Is Money All There Is To Life?

There’s this saying, “Money is not everything, but everything is money.”

Money is needed to buy clothes, food, entertainment, education, etc. Without money, you can’t survive.
Some argue that money does not buy happiness, but that depends on the individual. Money does not buy happiness, but it helps your happiness.

From personal experience, I believe individuals who are more financially secure are happier than those who are not. As a full-time college student, I do not get to work much since school is my primary focus.

When I work five hours a week and get a little paycheck that barely covers gas, I am stressed and trying to figure out ways to cut back my spending. When I get the chance to work 15 hours a week (triple what I normally make), that stress is taken off my shoulders. In the latter scenario, I don’t have to choose between getting gas or buying food.

Thankfully, I do not have many bills to pay as I continue to live at home with my parents. However, some students must make money to afford essentials like rent, insurance, car payments, gas, food, utilities, etc.
We live in a time where inflation is an issue. Prices are skyrocketing with no hope of declining soon.
I am not saying you need to be rich to be happy. But, it is nice to have a little extra dough to spend on materials that bring us joy.

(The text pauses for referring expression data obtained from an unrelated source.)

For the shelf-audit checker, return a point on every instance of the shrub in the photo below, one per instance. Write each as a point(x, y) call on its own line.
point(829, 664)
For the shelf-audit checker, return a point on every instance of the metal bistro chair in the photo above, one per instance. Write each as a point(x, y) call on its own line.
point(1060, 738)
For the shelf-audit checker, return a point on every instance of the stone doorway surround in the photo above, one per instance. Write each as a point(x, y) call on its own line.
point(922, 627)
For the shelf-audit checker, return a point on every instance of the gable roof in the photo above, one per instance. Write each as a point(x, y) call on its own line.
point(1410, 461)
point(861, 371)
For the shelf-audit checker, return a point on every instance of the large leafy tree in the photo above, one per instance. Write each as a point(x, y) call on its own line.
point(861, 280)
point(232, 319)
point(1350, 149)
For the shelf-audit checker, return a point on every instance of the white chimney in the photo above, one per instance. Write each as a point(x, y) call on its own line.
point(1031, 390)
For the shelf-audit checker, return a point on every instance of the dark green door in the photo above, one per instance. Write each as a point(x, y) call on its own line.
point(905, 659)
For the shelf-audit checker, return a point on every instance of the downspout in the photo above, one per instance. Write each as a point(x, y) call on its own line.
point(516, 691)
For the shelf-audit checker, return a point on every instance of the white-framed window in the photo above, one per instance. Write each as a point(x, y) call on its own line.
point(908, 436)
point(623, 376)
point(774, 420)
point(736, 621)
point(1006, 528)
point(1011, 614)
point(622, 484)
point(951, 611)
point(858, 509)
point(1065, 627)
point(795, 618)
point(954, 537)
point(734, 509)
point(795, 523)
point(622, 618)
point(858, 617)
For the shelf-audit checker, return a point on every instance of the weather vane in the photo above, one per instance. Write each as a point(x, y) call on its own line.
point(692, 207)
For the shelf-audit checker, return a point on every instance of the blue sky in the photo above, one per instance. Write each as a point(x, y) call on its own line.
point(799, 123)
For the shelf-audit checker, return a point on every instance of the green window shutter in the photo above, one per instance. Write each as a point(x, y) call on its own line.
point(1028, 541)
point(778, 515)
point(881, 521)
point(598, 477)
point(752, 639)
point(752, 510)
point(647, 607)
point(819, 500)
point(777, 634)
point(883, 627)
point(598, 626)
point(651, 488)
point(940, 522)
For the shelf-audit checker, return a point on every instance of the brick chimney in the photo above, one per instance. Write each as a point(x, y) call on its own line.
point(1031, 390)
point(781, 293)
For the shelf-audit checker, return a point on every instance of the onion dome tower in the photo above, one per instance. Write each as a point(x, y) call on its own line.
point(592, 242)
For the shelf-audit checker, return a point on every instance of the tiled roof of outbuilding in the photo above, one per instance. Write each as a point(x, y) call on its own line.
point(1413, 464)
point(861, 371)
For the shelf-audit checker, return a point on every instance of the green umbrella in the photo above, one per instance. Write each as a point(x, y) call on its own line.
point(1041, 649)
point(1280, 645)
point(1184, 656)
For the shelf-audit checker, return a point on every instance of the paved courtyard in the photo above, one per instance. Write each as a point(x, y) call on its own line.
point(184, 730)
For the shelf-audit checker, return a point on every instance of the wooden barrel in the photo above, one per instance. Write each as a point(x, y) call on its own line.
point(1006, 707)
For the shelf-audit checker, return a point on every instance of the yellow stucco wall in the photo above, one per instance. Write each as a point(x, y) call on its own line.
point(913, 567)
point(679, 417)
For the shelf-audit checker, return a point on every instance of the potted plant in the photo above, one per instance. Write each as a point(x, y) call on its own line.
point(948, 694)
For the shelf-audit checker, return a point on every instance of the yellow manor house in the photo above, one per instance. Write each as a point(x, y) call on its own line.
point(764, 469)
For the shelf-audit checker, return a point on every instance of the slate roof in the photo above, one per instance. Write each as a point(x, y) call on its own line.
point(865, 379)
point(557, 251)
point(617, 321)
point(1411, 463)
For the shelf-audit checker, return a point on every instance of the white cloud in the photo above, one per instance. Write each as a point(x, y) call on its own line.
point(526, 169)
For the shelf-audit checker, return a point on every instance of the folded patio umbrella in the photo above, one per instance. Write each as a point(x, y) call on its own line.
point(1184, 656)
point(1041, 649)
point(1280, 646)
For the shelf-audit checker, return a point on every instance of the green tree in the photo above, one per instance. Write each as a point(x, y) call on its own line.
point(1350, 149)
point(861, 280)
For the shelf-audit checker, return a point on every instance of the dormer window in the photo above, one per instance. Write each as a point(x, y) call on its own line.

You buy a video game and playing it brings you happiness. While money did not buy the happiness, it bought a video game. If painting brings you happiness, you need to buy paint supplies to paint. If reading books brings you happiness, you need to buy a book. If going to a petting zoo brings you happiness, you must pay admission to pet the animals.

It also takes money to go on vacation. You need money to buy a plane ticket, a hotel or Airbnb reservation, and sometimes to do activities while on vacation, food, etc.

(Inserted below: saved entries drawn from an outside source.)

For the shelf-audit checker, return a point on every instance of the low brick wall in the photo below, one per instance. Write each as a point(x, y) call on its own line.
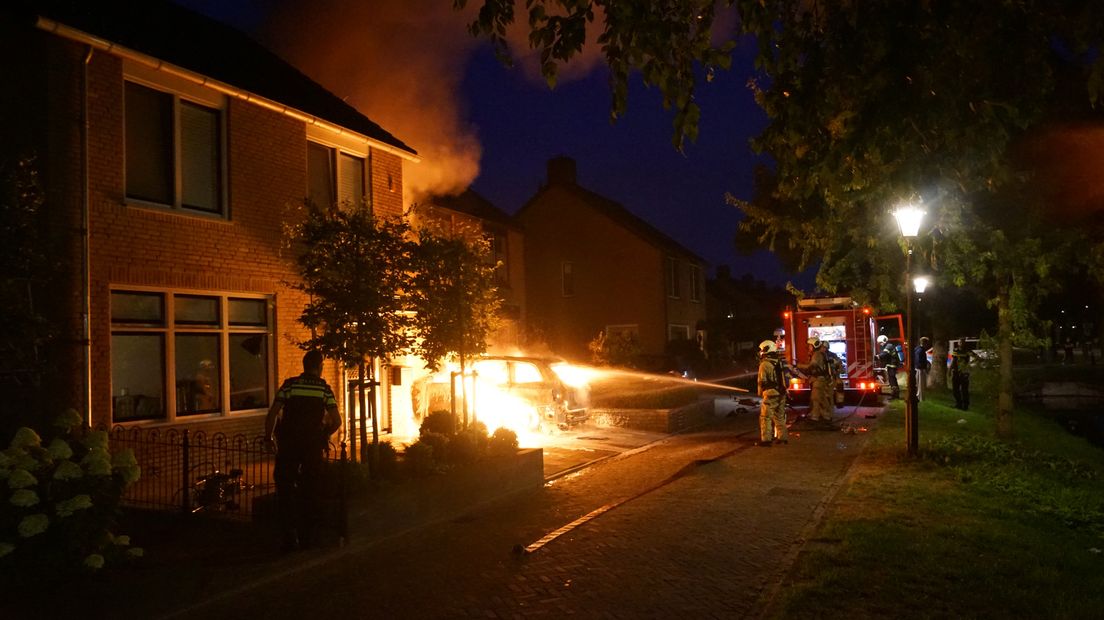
point(657, 420)
point(425, 500)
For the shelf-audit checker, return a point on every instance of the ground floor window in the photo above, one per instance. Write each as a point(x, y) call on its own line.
point(177, 355)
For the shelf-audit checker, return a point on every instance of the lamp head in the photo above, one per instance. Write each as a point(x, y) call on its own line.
point(909, 217)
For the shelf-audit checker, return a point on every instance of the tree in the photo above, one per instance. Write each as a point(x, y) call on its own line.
point(455, 298)
point(31, 269)
point(357, 270)
point(880, 102)
point(872, 103)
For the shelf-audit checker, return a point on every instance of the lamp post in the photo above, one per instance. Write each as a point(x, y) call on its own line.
point(909, 217)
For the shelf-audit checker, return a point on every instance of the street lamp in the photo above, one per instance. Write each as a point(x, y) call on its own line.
point(909, 217)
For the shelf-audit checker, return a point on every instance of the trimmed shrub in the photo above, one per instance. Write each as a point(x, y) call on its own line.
point(468, 446)
point(439, 421)
point(502, 444)
point(441, 446)
point(59, 502)
point(420, 458)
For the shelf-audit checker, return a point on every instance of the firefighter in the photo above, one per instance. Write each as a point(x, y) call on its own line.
point(959, 378)
point(303, 417)
point(890, 360)
point(821, 399)
point(772, 391)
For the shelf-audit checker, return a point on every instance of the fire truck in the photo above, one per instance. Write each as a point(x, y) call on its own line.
point(850, 332)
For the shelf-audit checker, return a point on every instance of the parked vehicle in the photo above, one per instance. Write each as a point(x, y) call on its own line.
point(850, 332)
point(529, 387)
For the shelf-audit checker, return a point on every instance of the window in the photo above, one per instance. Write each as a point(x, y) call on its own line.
point(694, 282)
point(566, 279)
point(173, 150)
point(498, 256)
point(673, 287)
point(176, 355)
point(335, 177)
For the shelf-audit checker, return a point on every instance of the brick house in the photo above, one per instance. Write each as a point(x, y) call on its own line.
point(593, 267)
point(470, 213)
point(171, 148)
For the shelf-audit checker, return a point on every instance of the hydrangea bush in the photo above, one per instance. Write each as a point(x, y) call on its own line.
point(59, 501)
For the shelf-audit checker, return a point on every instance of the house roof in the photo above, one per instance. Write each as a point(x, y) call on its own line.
point(616, 212)
point(200, 44)
point(469, 202)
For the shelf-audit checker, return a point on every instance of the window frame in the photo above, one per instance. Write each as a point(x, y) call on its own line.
point(169, 330)
point(678, 327)
point(694, 282)
point(673, 285)
point(182, 94)
point(336, 152)
point(566, 278)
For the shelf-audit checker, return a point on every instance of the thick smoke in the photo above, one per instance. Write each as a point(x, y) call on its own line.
point(400, 63)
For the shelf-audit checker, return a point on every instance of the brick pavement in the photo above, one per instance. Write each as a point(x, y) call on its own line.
point(704, 525)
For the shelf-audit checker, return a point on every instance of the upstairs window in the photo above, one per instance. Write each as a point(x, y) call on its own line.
point(694, 282)
point(336, 177)
point(498, 256)
point(566, 279)
point(673, 286)
point(173, 150)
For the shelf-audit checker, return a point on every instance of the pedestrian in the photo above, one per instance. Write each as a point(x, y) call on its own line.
point(301, 418)
point(921, 366)
point(890, 360)
point(821, 399)
point(959, 380)
point(772, 391)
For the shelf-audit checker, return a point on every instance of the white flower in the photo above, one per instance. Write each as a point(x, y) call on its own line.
point(21, 479)
point(60, 449)
point(33, 524)
point(23, 498)
point(94, 562)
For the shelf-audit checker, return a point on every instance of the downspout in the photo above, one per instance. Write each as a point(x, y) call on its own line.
point(85, 257)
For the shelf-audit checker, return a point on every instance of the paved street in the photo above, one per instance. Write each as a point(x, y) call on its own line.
point(697, 525)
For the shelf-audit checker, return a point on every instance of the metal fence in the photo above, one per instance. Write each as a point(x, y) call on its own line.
point(192, 471)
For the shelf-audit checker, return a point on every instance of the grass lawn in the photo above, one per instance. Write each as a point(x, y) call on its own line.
point(974, 527)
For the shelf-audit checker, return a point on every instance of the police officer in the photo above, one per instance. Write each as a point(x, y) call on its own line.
point(890, 360)
point(821, 399)
point(772, 391)
point(303, 416)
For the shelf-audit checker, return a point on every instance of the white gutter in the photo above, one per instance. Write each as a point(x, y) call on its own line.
point(72, 33)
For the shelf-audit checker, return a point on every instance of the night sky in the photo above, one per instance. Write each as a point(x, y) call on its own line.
point(520, 124)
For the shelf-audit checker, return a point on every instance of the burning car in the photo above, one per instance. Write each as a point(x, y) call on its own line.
point(520, 393)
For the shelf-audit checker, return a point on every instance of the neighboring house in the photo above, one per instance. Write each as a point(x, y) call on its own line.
point(593, 267)
point(742, 313)
point(470, 213)
point(171, 148)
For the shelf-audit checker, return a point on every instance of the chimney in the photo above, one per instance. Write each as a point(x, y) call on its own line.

You can go on vacation without spending a considerable amount of money: like jumping in your car and going to the woods to go camping, but you are still spending money on gas and groceries for the camping trip.

Going on vacation can bring you the happiest memories of your life, but it comes at a cost – sometimes an expensive cost.

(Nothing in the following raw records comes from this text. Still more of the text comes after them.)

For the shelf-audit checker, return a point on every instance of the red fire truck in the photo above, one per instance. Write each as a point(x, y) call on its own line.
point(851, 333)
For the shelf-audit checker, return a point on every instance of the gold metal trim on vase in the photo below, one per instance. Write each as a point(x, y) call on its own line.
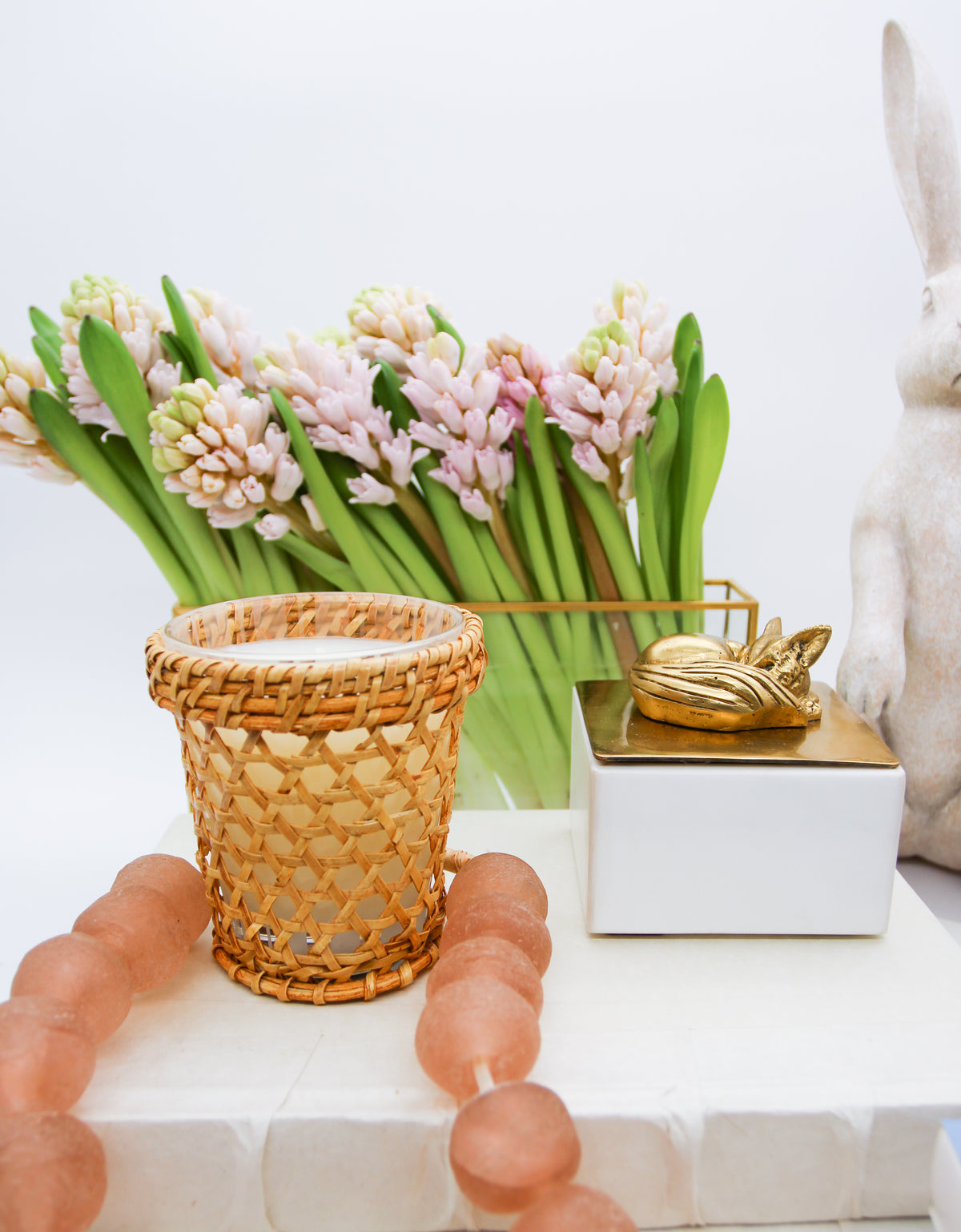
point(743, 601)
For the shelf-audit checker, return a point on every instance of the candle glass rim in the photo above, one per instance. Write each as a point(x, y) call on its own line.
point(180, 624)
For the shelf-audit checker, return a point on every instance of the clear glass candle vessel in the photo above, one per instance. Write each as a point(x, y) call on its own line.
point(320, 736)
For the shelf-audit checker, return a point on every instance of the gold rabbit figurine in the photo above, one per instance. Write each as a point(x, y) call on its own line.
point(698, 680)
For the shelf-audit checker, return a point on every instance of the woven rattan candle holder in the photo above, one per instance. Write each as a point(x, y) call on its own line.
point(320, 790)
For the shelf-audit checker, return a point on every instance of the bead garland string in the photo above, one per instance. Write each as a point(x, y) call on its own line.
point(514, 1147)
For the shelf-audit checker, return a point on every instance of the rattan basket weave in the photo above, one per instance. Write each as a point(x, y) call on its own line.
point(320, 793)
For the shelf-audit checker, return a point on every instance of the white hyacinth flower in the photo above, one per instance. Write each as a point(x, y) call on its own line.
point(456, 399)
point(386, 323)
point(368, 491)
point(601, 398)
point(139, 323)
point(645, 322)
point(521, 371)
point(228, 335)
point(331, 390)
point(21, 441)
point(272, 526)
point(219, 448)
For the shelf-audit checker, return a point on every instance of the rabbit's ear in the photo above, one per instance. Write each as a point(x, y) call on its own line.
point(923, 148)
point(790, 657)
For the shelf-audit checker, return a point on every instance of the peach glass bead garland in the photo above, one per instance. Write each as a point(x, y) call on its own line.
point(68, 994)
point(513, 1145)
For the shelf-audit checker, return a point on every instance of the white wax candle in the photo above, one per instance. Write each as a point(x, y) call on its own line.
point(308, 649)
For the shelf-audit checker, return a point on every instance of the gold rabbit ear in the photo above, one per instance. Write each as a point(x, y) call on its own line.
point(789, 658)
point(771, 632)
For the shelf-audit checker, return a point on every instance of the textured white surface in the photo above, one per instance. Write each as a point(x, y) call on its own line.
point(512, 158)
point(711, 849)
point(729, 1081)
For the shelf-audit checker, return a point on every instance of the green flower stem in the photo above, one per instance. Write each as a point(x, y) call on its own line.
point(476, 780)
point(119, 382)
point(569, 568)
point(416, 512)
point(613, 535)
point(491, 733)
point(508, 550)
point(525, 708)
point(336, 514)
point(661, 456)
point(396, 548)
point(388, 395)
point(546, 668)
point(79, 451)
point(683, 454)
point(336, 574)
point(229, 560)
point(427, 580)
point(647, 535)
point(123, 457)
point(686, 335)
point(541, 567)
point(402, 580)
point(50, 358)
point(452, 525)
point(710, 425)
point(254, 574)
point(187, 333)
point(47, 328)
point(283, 580)
point(601, 625)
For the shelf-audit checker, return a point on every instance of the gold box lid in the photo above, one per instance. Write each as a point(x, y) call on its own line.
point(619, 732)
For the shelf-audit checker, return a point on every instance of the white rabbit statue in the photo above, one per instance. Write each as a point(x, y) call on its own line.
point(902, 664)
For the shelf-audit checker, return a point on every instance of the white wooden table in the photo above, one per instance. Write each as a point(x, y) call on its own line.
point(713, 1079)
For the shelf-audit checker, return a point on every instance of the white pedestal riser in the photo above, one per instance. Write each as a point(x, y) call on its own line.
point(734, 849)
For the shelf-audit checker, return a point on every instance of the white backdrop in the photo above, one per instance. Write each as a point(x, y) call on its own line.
point(512, 158)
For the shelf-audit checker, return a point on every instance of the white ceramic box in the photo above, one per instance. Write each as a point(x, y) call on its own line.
point(782, 832)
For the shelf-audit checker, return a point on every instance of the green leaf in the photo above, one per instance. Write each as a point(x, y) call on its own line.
point(613, 535)
point(47, 329)
point(119, 382)
point(709, 443)
point(388, 393)
point(332, 571)
point(50, 358)
point(334, 512)
point(82, 454)
point(647, 535)
point(565, 553)
point(533, 534)
point(661, 456)
point(686, 335)
point(283, 580)
point(254, 574)
point(682, 464)
point(178, 354)
point(187, 333)
point(444, 327)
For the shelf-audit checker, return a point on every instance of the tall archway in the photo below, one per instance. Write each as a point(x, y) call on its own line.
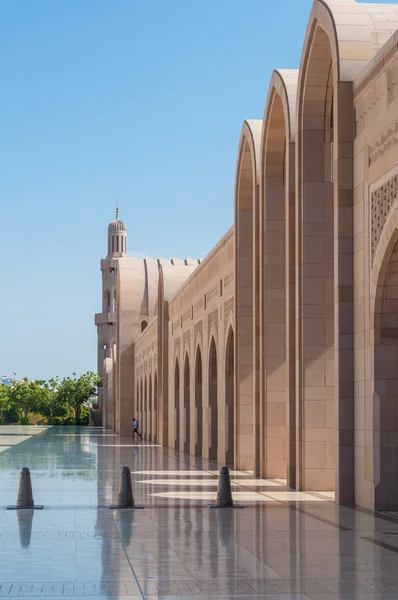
point(155, 410)
point(150, 409)
point(229, 398)
point(213, 401)
point(187, 406)
point(316, 267)
point(177, 405)
point(277, 272)
point(198, 403)
point(384, 338)
point(247, 297)
point(140, 412)
point(145, 413)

Other things can bring one happiness, like health and love. Being healthy will not only let you live a longer life, but it will also help you feel great. However, being healthy comes at a cost.

It takes money to join a gym. The gym on campus is free, but what about after graduation, when you are no longer a Monmouth student? You would likely have to pay for a gym membership.

It takes money to visit a doctor. An essential to being healthy is regular doctor visits. Without insurance, it could cost you a fortune to see a specialist, whether that be your physician, dentist, gynecologist, mental health therapist, or physical therapist. Even with insurance, most plans require you to pay a copayment.
Forget about emergency hospital bills. If you break a bone or fall ill, you must pay. It is expensive to remain healthy.

I like to think love is free. A group of friends, a partner, or your family will love you unconditionally, which is free. Then there are societal obligations to buy gifts for those you love, like Valentine’s Day, birthdays, Christmas, etc. Outside of holidays, some people have a love language of giving gifts to their loved ones.

You should also remember money is essential to personal growth. If you are working a job that does not make you happy but it pays you well, you need to decide whether your mental health is more important than money or vice versa.

If it were up to me, my mental health would come first. You could always find another job, and you never know if the next opportunity will pay even better than your previous job while enabling you to prioritize your mental well-being.

You do not want to feel burnt out when going to work. When you are burnt out, you will not have the energy or motivation to pursue the hobbies that bring you joy. It will be an endless cycle of being miserable, and that is not what life is about.

The point is: money is the bridge you need to walk over to get to the other side of life.